The Minnesota Daily’s feature last week on University of Minnesota professor John Wright raised questions about our campus’s issue with diversity. Wright’s story highlights the ongoing issue in higher education of a lack of students, faculty members and leaders of color, as well as the University’s own unique history with people of color and ethnic studies departments.
Wright told the Daily that today’s black students can feel “isolated.” This makes sense, as only 3.9 percent of University students are black and fewer than half graduate in six years.
Wright is one of just a handful of black faculty and staff members at the University, and only about 5 percent of full-time faculty are black nationwide.
The lack of black and other minority faculty members is an ongoing problem because without these people on campus, there will undoubtedly be fewer marginalized groups represented in University leadership and tenured positions.

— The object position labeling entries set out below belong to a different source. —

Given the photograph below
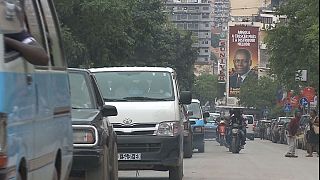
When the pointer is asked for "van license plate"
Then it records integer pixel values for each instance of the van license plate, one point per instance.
(129, 156)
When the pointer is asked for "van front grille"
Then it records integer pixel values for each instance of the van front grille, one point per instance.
(136, 133)
(139, 147)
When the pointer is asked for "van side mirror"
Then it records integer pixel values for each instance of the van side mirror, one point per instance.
(109, 110)
(189, 113)
(206, 114)
(185, 97)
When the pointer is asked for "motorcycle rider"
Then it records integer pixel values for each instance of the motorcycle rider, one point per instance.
(237, 117)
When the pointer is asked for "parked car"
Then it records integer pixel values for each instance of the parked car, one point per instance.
(250, 126)
(95, 154)
(210, 128)
(149, 125)
(188, 133)
(197, 120)
(301, 140)
(35, 110)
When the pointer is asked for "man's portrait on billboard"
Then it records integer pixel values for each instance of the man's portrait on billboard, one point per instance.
(242, 62)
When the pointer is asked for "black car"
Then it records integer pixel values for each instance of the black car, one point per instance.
(187, 134)
(95, 153)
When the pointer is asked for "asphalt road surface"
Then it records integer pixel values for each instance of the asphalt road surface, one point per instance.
(260, 160)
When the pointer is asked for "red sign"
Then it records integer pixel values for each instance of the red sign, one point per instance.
(309, 93)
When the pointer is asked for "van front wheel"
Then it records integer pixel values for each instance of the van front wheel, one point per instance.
(176, 173)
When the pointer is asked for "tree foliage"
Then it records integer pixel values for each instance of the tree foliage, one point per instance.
(206, 88)
(259, 94)
(102, 33)
(294, 45)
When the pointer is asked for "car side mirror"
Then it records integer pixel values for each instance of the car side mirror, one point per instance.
(206, 114)
(189, 113)
(185, 97)
(109, 110)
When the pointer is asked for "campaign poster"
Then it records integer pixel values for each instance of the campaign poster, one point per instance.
(243, 56)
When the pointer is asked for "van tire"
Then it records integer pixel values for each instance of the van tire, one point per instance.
(101, 172)
(188, 149)
(176, 173)
(114, 173)
(55, 175)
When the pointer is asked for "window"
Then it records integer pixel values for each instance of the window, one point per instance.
(136, 85)
(80, 93)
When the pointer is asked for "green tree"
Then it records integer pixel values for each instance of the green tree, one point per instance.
(259, 94)
(125, 33)
(206, 88)
(294, 44)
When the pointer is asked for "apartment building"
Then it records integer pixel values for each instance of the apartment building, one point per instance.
(193, 15)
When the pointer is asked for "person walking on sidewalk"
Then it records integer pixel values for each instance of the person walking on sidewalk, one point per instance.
(313, 133)
(293, 128)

Campus group Whose Diversity? recently demanded adding a faculty member of color in all departments without representation from those groups. While this all-encompassing demand is lofty, its intent speaks to the fact that many students on our campus never interact with a faculty member of color in their college career. More faculty of color could go a long way in correcting this circular issue by affecting the futures of more students of color, who may stay in higher education and become faculty themselves.

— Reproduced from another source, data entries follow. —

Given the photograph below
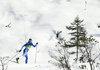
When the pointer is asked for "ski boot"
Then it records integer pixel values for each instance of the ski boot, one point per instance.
(17, 60)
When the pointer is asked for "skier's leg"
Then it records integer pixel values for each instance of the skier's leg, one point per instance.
(26, 58)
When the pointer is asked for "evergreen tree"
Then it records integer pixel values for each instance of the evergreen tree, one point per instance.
(78, 34)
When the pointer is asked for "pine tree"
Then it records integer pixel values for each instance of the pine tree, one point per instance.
(78, 34)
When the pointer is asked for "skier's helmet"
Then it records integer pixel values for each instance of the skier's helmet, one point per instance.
(30, 39)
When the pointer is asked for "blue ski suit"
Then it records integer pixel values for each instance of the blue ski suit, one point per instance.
(25, 51)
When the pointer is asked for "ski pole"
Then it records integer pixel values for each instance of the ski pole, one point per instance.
(35, 55)
(13, 57)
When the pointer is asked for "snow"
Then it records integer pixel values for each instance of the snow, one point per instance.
(37, 19)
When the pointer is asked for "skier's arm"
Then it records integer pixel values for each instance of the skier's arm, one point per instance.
(22, 47)
(35, 44)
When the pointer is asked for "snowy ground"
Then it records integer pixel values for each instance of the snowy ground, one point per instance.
(38, 19)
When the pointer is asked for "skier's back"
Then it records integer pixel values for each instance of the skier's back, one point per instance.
(25, 51)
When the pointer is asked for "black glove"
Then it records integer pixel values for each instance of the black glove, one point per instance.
(19, 50)
(37, 43)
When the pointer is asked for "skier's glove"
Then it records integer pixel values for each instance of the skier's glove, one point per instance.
(19, 50)
(37, 43)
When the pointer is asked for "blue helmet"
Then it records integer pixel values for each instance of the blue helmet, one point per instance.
(30, 39)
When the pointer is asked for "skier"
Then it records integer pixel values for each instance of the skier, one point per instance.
(25, 51)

The lack of black students and leaders at the University is also alarming given the race-based issues on campus, such as concerns over racial profiling during the past school year. These issues could potentially push people of color off campus, instead of into our classrooms.
While affirmative action has proved a controversial route for some universities trying to enroll more people of color, the University and colleges nationwide can also try to retain and graduate students of color.